$\sqrt{13a^2+b^2}$ and $\sqrt{a^2+13b^2}$ cannot be simultaneously rational

Question

Let $a,b \in \mathbb{N}^{*}$. Prove that $\sqrt{13a^2+b^2}$ and $\sqrt{a^2+13b^2}$ cannot be simultaneously rational.

If $(a,b)=(k,k\cdot6)$, then $\sqrt{13a^2+b^2}$ is rational, but I do not know if those are the only solutions.

Answer 1

If both are rational then $14(a^2+b^2)$ is the sum of two squares. But it is impossible for (non-zero) $n$ and $14n$ to both be the sum of two squares as the well-known characterization requires the power of $7$ dividing each to be even.

Answer 2

$\sqrt{x}$ (where $x\in\mathbb Z^+$) is rational if and only if $\sqrt{x}$ is a positive integer (see this question).

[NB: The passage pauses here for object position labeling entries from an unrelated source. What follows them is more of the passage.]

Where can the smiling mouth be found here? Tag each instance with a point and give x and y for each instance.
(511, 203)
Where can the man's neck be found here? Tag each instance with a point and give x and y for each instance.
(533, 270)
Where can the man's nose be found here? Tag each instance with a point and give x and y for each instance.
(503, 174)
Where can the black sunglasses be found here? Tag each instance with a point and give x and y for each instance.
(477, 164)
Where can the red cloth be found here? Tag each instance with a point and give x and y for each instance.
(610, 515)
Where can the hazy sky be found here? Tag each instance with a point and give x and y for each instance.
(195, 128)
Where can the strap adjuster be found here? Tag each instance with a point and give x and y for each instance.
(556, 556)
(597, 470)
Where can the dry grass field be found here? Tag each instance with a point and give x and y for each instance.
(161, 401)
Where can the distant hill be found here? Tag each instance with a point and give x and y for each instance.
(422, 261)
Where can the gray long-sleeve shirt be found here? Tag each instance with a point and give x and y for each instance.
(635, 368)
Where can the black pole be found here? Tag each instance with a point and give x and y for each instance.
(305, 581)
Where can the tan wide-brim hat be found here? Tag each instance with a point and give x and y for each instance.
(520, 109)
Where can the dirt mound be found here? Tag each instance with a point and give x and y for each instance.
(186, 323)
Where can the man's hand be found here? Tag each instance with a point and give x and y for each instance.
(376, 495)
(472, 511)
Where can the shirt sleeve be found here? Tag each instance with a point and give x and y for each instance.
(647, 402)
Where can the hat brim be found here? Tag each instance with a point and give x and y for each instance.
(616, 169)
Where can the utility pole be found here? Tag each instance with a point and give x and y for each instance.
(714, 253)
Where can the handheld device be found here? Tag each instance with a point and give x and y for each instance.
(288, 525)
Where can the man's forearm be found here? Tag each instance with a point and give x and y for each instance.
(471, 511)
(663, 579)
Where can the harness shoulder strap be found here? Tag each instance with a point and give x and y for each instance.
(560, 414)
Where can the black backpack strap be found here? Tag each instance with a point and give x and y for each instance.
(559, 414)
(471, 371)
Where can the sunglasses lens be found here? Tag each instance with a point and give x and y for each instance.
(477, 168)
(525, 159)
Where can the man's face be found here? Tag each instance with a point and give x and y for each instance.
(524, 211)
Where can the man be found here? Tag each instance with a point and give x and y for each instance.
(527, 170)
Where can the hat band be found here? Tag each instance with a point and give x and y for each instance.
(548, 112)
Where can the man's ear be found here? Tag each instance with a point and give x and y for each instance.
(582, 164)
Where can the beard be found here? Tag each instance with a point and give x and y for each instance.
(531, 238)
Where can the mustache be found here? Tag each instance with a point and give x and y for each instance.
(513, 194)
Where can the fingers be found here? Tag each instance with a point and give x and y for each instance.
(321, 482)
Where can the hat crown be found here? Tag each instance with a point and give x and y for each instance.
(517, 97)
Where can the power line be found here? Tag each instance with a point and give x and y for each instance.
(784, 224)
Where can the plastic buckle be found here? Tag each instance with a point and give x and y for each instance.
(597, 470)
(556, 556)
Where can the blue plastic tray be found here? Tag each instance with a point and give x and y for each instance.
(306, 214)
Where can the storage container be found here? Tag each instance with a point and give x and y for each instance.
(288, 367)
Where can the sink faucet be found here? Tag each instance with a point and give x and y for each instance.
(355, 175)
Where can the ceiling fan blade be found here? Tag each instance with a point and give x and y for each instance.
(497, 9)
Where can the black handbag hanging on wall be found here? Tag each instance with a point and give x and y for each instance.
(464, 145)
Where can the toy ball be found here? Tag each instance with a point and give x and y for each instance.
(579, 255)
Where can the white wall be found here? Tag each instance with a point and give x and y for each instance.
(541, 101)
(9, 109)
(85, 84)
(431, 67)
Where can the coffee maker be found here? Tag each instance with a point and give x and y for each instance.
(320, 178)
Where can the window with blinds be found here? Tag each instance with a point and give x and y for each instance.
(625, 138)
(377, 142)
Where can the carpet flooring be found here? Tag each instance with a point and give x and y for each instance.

Therefore, your problem is equivalent to proving the system $13a^2+b^2=k^2$ with $a^2+13b^2=m^2$ has no positive integer solutions.

$$a^2+13\left(k^2-13a^2\right)=m^2\iff m^2+168a^2=13k^2$$

I'll prove the last equation has no positive integer solutions.

$m^2\equiv 5k^2\pmod{8}$. But we have $y^2\equiv \{0,1,4\}\pmod{8}$ for all $y\in\mathbb Z$.

Therefore $m,k$ are both even. Let $m=2m_1$, $k=2k_1$. Then $m_1^2+42a^2=13k_1^2$.

$m_1,k_1$ have the same parity. If $m_1,k_1$ are both odd, then $m_1^2\equiv k_1^2\equiv 1\pmod{8}$, so $42a^2\equiv 4\pmod{8}$, i.e. $a^2\equiv 2\pmod{4}$, contradiction ($2$ is not a quadratic residue mod $4$). Therefore $m_1,k_1$ are both even, so $a$ is also even.

Therefore $(m,a,k)$ is a positive integer solution if and only if $(m/2,a/2,k/2)$ is also a positive integer solution. By Infinite Descent we get $m=a=k=0$.